The Pittsburgh Steelers’ season ended a few weeks earlier that they had planned it to, but now that their 2015 campaign has drawn to a conclusion, it’s time to wrap things up and take stock of where they are and how they got there. Part of that process involves holding player exit meetings at the conclusion of each season.
Of course, we’re not privy to the specifics that go on in each of these meetings between head coach and player, and whomever else might be involved in any particular discussion, but if we were conducting them, it might go something like this.
Player: Brandon Boykin
Experience: 4 Years
Former Eagles slot cornerback Brandon Boykin became an immediate fan favorite when the Steelers traded a conditional fifth-round pick for him early in training camp, no doubt primarily due to the fact that he had six interceptions in 2013. But the reality is that he was traded for to replace rookie Senquez Golson on the roster, not necessarily to fulfill a specific purpose, and that has been hard to sit on for most of those who believe the team misused him.
To be clear, even Boykin himself has said that he believes the conditions of his trade played a role in the fact that it was not until late in the season that he began to get on the field. The condition was that if Boykin logged 60 percent of the team’s defensive snaps, then the draft pick with become a fourth-rounder.
Of course, he didn’t even get anywhere near that benchmark—less than half of it, in fact—and several of us have explained why the theory never made much sense in the first place. If they wanted to assure that his snap count was below a certain threshold they simply could have limited his snaps in every game to about 50 percent.
But to put it another way, if they thought he was the difference between a Super Bowl championship or not, then they assuredly would have viewed losing a fourth-round pick instead of a fifth-round pick an absolute bargain.
The Steelers viewed Boykin as a slot corner, as had the Eagles, but they already had their slot corner in William Gay. There have also been claims that Boykin was not immediately up to speed on the playbook, that he ended up on the ground often in practice (as evidenced in his Week Two snaps, where he slipped twice), and that they were not confident in his tackling ability, all of which likely played a role in his playing time being delayed until late in the season.

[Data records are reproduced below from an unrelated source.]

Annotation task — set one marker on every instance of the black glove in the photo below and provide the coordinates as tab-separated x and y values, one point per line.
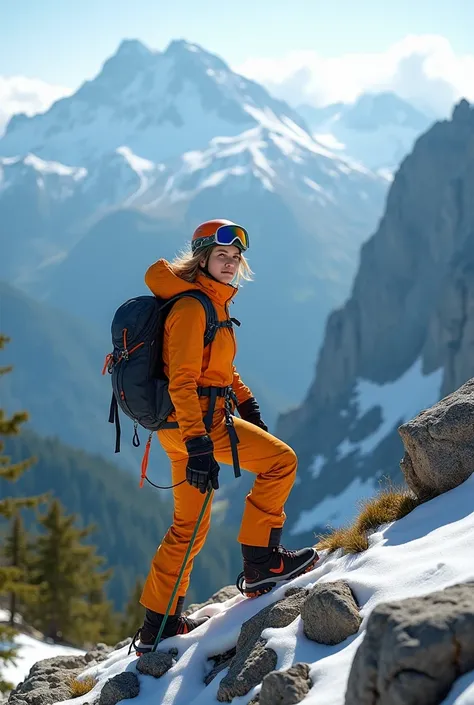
202	470
249	411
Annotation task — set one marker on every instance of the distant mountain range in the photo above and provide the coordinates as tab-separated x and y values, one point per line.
98	187
378	129
403	340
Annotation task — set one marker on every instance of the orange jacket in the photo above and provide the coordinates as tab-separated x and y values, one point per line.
186	362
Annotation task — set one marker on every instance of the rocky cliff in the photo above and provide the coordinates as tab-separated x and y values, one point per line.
404	338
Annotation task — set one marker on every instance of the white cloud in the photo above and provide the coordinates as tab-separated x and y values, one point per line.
19	94
423	69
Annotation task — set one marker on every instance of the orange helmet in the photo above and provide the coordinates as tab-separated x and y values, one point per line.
219	232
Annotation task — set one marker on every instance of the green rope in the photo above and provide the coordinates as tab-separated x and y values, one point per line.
185	561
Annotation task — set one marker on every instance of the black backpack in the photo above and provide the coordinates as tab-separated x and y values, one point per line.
139	384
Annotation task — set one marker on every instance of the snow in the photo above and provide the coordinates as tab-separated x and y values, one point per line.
428	550
30	651
54	167
399	401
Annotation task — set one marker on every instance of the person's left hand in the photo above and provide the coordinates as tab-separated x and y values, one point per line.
249	411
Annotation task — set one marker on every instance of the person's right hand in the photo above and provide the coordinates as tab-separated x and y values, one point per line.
202	470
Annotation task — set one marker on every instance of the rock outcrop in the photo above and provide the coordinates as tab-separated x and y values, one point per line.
414	650
439	444
330	613
48	680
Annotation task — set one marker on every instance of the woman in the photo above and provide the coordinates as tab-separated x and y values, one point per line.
215	265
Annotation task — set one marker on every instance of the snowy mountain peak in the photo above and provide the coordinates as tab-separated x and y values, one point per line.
132	48
158	104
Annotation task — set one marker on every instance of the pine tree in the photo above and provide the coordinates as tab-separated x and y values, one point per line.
12	577
134	613
17	553
71	606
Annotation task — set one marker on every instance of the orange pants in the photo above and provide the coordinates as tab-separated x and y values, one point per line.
275	466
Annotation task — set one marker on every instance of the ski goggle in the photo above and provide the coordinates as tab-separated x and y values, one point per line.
224	235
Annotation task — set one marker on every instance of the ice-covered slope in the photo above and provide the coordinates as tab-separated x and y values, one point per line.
428	550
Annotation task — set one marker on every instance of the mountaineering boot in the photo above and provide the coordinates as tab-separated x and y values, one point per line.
267	567
175	624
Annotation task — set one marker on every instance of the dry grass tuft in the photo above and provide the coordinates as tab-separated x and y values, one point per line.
390	504
81	687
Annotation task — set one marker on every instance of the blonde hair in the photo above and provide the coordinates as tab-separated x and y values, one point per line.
187	266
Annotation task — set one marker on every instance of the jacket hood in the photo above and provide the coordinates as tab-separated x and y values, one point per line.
162	281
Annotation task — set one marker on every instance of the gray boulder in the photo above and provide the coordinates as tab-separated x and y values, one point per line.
48	681
330	613
253	660
286	687
439	444
414	649
121	687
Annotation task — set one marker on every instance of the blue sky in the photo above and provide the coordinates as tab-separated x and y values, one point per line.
66	41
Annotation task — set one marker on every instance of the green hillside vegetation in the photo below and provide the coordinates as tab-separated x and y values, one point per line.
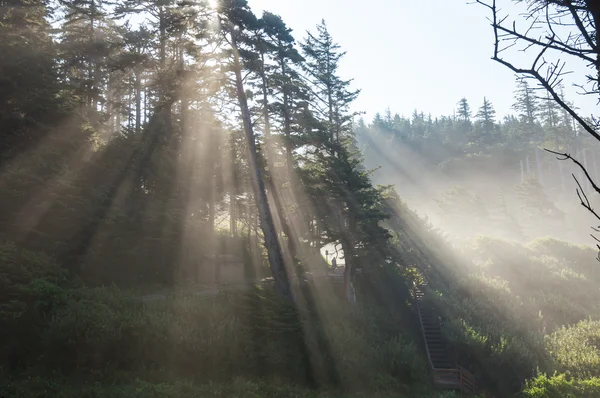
171	173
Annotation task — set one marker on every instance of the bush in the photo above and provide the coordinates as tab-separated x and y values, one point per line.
559	386
576	349
255	335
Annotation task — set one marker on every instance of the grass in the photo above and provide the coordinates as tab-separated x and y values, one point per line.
36	387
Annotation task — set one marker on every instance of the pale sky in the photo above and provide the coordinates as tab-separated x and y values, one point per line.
411	54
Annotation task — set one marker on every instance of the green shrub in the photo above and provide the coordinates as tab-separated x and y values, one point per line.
255	334
576	349
559	386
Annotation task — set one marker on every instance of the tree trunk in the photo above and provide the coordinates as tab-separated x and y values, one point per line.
138	102
271	183
266	219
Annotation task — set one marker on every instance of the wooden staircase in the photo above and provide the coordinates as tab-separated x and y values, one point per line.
446	373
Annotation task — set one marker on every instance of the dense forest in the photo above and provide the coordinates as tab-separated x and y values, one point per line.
531	194
179	178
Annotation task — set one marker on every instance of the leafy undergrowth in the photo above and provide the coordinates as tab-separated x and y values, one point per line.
559	386
515	311
37	387
107	332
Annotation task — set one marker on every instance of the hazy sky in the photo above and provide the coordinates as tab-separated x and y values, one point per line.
410	54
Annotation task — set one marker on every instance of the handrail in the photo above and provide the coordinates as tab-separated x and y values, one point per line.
465	379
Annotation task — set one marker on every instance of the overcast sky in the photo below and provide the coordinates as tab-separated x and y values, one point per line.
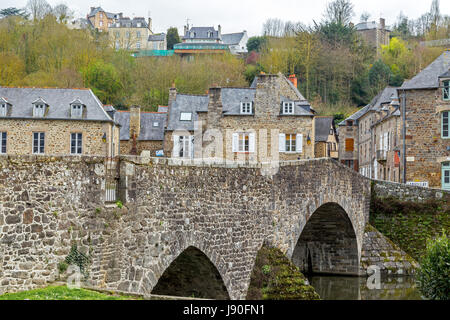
238	15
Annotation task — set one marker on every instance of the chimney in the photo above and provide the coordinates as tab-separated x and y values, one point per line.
149	23
293	79
135	122
214	107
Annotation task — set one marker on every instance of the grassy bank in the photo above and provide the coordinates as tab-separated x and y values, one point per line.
409	224
63	293
274	277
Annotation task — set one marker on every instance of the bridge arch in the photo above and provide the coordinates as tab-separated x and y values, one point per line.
328	242
192	274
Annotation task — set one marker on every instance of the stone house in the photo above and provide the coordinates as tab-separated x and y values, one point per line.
208	40
374	33
44	121
268	121
425	144
135	34
141	131
237	42
326	140
102	20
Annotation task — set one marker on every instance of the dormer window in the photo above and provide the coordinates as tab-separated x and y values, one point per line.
3	109
39	110
288	108
186	116
446	90
246	107
77	111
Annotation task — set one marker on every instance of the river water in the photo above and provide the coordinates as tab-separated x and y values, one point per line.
355	288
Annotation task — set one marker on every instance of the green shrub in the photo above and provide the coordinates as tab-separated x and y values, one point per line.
434	273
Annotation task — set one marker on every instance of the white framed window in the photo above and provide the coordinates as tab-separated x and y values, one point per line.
38	142
288	108
246	107
3	136
38	110
186	116
243	142
445	124
77	111
183	147
3	110
446	90
76	143
290	143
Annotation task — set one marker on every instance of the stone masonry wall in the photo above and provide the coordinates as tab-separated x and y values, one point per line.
383	189
226	211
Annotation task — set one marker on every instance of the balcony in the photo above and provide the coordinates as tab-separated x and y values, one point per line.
381	155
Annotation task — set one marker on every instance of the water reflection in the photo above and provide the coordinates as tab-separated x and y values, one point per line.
354	288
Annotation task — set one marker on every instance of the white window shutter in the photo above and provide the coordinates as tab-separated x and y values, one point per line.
235	142
299	143
251	146
191	146
282	143
176	146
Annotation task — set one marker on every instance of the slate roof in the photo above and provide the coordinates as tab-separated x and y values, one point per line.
322	128
232	38
58	100
148	131
129	23
202	33
162	108
157	37
186	103
428	78
384	97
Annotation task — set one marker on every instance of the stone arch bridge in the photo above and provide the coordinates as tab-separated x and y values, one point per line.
314	211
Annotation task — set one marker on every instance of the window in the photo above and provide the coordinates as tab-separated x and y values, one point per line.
290	143
243	142
38	142
349	144
183	146
39	110
3	110
77	111
3	142
288	108
76	143
445	124
446	90
186	116
246	108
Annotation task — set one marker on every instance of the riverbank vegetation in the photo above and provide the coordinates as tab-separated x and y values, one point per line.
63	293
275	277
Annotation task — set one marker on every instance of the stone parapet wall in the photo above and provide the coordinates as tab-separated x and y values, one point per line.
384	189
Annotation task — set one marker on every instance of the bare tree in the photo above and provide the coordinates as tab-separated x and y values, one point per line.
62	12
339	11
38	8
274	28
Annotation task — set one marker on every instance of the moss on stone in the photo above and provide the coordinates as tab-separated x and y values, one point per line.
284	281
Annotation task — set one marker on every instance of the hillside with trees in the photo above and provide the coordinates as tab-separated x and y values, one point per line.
337	71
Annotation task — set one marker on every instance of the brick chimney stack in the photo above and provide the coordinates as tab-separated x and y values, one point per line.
135	121
292	78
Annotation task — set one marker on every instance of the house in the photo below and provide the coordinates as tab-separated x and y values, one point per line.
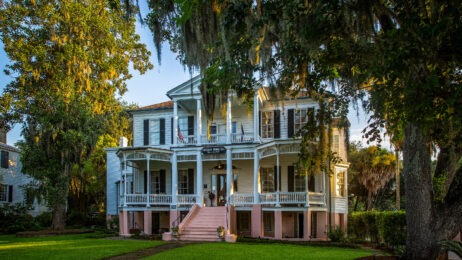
12	179
235	170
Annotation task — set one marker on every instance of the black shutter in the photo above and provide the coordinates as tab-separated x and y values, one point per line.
190	125
277	184
259	123
277	123
290	178
190	181
146	132
162	131
10	193
290	123
145	182
4	160
162	181
171	129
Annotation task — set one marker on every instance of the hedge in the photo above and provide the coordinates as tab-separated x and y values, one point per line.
378	227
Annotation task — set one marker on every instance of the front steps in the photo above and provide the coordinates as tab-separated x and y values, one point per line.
203	225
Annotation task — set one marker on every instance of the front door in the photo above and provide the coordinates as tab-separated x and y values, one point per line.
219	189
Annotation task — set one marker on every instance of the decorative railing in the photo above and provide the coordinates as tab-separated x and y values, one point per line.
186	199
242	199
160	199
136	199
317	198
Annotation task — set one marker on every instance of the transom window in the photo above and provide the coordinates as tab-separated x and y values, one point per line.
267	124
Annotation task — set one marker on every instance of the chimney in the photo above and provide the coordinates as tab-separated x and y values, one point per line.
123	141
2	136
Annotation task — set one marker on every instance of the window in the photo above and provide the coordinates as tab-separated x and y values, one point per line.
4	160
303	116
267	179
341	183
186	181
6	193
267	124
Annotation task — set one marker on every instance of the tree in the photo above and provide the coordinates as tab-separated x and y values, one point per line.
403	55
373	168
68	61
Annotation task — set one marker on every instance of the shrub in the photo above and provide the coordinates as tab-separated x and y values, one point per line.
379	227
336	234
15	218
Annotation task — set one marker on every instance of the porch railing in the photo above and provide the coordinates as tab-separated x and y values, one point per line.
317	198
160	199
241	199
186	199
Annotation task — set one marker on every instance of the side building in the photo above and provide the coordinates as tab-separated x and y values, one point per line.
235	169
12	179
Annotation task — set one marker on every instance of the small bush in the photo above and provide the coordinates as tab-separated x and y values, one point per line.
336	234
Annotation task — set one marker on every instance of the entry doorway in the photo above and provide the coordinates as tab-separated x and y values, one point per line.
219	189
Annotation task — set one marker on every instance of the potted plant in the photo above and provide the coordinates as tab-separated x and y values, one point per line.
174	230
220	231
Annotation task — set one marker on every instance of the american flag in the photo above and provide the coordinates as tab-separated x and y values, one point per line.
180	136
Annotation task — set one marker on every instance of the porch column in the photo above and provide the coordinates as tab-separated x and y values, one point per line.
228	118
198	122
278	175
175	122
174	179
256	179
147	227
278	224
124	177
229	174
199	188
256	123
148	180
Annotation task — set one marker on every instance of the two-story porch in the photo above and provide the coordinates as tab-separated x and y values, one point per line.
261	185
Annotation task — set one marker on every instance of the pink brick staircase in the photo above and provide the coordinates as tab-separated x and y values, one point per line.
203	225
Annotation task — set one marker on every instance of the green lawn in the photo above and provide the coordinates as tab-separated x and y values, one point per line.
243	251
67	247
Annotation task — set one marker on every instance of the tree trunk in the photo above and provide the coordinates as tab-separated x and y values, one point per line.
397	181
369	200
59	217
422	238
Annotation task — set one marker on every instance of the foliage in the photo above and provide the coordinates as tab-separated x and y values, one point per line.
68	61
453	245
68	247
372	168
336	234
261	251
388	227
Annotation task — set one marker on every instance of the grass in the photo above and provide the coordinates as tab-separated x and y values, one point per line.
260	251
67	247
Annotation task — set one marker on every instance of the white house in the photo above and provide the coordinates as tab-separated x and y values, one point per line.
11	177
235	170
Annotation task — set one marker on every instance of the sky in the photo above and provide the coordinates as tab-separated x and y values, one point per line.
152	87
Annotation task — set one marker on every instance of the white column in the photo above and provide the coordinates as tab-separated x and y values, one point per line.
229	174
124	176
199	188
256	179
278	174
175	122
198	121
256	123
228	118
148	180
174	179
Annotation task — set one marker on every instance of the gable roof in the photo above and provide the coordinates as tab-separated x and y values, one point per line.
158	106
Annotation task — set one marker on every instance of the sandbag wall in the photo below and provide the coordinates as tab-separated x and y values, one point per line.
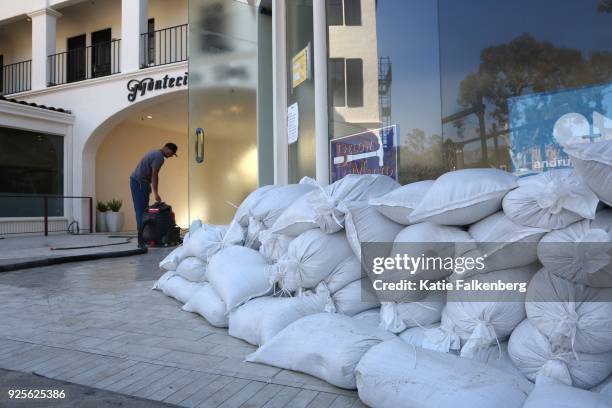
285	275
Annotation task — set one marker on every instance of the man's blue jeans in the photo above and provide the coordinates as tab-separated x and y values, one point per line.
140	196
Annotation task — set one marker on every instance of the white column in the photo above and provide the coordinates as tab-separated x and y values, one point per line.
43	45
133	23
319	28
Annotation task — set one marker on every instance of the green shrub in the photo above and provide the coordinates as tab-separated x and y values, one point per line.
114	205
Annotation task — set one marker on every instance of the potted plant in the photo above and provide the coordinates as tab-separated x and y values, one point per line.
101	209
114	219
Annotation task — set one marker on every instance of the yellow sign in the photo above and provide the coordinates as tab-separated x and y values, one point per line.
300	67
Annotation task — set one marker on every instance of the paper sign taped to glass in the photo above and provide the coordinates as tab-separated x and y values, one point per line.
371	152
542	123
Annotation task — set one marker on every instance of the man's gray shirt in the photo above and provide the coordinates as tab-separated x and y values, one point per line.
143	171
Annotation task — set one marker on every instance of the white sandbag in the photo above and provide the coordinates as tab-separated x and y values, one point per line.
579	253
193	269
399	203
504	243
532	353
162	279
320	207
209	305
593	163
350	300
553	199
554	394
463	197
273	246
394	374
481	324
325	345
572	316
243	211
204	241
172	260
239	274
259	320
347	271
272	204
397	317
180	288
363	223
310	258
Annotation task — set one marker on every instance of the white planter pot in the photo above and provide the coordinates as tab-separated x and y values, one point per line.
101	221
114	221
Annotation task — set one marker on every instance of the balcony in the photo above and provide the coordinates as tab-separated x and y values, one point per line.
16	77
79	64
165	46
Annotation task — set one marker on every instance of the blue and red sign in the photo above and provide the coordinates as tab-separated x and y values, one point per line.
371	152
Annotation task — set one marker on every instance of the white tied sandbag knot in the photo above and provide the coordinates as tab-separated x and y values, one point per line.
588	257
480	340
554	196
441	339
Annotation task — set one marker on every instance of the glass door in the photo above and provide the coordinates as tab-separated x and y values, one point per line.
223	153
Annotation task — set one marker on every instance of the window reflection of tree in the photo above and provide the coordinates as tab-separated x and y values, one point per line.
522	66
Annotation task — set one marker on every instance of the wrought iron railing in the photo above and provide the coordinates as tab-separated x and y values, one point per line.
79	64
16	77
164	46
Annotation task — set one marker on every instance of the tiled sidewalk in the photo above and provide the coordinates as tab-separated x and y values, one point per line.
99	324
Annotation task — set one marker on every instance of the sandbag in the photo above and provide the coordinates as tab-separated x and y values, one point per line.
272	204
325	345
239	274
273	246
363	223
394	374
242	212
399	203
554	394
350	300
397	317
532	353
310	258
481	324
259	320
172	260
504	243
463	197
593	163
553	199
320	207
209	305
579	253
180	288
162	279
193	269
572	316
347	271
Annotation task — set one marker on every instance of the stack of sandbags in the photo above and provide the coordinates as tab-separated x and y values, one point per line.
325	345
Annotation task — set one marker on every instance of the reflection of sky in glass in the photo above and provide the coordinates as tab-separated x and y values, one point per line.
407	32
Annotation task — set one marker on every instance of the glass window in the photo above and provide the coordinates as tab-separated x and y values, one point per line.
354	82
336	81
352	12
32	164
334	12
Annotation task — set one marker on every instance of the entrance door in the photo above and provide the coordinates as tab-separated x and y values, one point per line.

Of course, when the Steelers finally did put him on the field, he logged about 70 percent of the team’s defensive snaps, playing essentially exclusively in the slot. By and large, he did a credible job, although not the Pro Bowl performance many were expecting.
A week into free agency now, I have yet to hear any team having direct interest in signing the four-year veteran that is not pure speculation and rumor. While I would not let that get your hopes up about the Steelers potentially re-signing him, or his willingness to return, given his buying into a conspiracy theory about his playing time, it is worthy of note.